Looking up, he saw a young lad about his own age grinning down at him. That is to say he looked the same age, but he was still dressed in short grey flannelette trousers — an embarrassment William had thankfully shed for the past four years.
Jumping up, he returned the greeting and asked, “Who are you? Where did you come from? I thought nobody lived around here for miles.”
“I’m Toby,” the youngster told him. “It’s only miles if you follow the roads. I’ve come from one of the houses across the field beyond the copse behind you. It’s not far, and there is a footpath.”
“That’s good,” William said, hoping that they could be friends. “So what do you do with yourself around here? What is there to do?”
“Not a lot,” the youngster confessed. “Sometimes we play around in the old bungalow up the road. It’s more than a bit spooky, but it’s a lot of fun.”
“We? There are other kids around here?”
“Oh, yes. There’s Malcolm and Jacob. They come from the other two houses alongside mine. They’re only ten and eleven though, a bit too young for me. I’m thirteen.”
“Me too. I’m thirteen.”
“That’s good. We can be mates. Do you want to see inside the bungalow?”
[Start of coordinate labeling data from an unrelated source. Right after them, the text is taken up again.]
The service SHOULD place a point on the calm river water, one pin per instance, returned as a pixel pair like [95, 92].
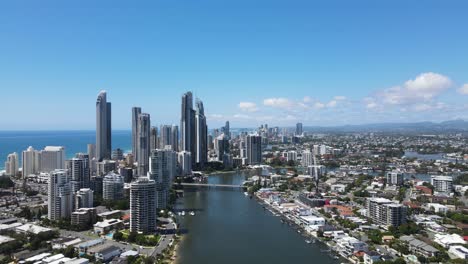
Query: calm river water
[231, 228]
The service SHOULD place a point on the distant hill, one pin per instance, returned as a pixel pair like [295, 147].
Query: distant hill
[417, 127]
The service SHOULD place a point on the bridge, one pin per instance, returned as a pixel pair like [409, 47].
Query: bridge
[211, 185]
“Alright then, I’ll just leave my mother a note, lock the doors, and then I’ll be right with you.”
William shuddered and spluttered the spiders’ webs out of his mouth as he followed his new friend through the overgrown bushes and shrubbery, around to the back door of the boarded-up bungalow. Toby pulled on one of the planks covering the door and it swung to one side allowing them enough room to squeeze through, emerging in the kitchen-come-diner.
“Wow! Everything’s still in here,” William stated. “It looks like someone still lives here.”
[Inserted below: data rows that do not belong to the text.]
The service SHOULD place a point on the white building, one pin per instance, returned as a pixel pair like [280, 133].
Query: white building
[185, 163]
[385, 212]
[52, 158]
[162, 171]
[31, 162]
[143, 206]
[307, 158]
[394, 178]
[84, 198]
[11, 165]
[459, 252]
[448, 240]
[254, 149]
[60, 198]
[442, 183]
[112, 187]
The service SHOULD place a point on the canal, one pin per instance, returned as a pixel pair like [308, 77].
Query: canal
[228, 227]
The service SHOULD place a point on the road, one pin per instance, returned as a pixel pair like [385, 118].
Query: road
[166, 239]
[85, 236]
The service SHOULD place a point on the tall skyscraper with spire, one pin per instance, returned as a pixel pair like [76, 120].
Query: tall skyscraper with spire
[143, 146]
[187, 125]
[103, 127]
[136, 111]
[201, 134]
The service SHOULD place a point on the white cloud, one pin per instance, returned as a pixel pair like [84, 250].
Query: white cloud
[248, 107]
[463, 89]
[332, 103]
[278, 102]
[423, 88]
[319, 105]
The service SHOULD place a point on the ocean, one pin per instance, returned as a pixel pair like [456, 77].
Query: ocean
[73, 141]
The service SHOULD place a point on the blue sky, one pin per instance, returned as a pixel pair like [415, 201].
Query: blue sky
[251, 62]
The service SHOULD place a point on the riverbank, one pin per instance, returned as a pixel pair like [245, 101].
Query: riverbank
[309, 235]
“I know,” Toby replied. “The last owner was an artist. He had to leave in a hurry.”
“Why was that?”
“He had his reasons.”
“Come on, the best is to come. Follow me into the study.”
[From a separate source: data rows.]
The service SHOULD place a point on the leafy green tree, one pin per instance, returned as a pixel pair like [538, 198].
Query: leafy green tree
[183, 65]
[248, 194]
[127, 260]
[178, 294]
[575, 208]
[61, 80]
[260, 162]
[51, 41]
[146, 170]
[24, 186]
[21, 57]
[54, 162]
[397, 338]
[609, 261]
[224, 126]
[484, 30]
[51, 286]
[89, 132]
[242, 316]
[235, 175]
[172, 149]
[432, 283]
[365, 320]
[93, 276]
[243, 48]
They passed through the hallway and into the room opposite where paintings were stacked all around the walls, facing away from them. The room was dark, as was the whole bungalow, but enough light spilled through the gaps between the planks boarding up the windows to allow them to see.
An old oak table stood centrepiece for the room. It was surrounded by four matching chairs, and on the table was an old-fashioned looking Ouija board.
“Hey!” William shouted, thumbing through some of the pictures. “There’s paintings of you here!”
“I know. He used to paint us.”
“It’s only art. It’s not rude.”
“They’d lock him up for it!”
“They can’t. He’s dead.”
“He committed suicide. The police thought he was abusing us, so he topped himself.”
“And was he?” William asked cautiously.
“Yes, but he paid us well for it. It was only a bit of fun, and we didn’t mind so long as he coughed up. Would you like to talk to him?”
“What? You said he was dead!”
“He talks to us through the Ouija board now. Come on, let’s see if he’s at home.”
“Come on, don’t be such a wuss! He can’t hurt you if he’s dead, can he? Do you want me to tell the others you were frightened? Malcolm would love that! He’d tell everyone. It would be all round the school in no time. And you just going to start there next term!”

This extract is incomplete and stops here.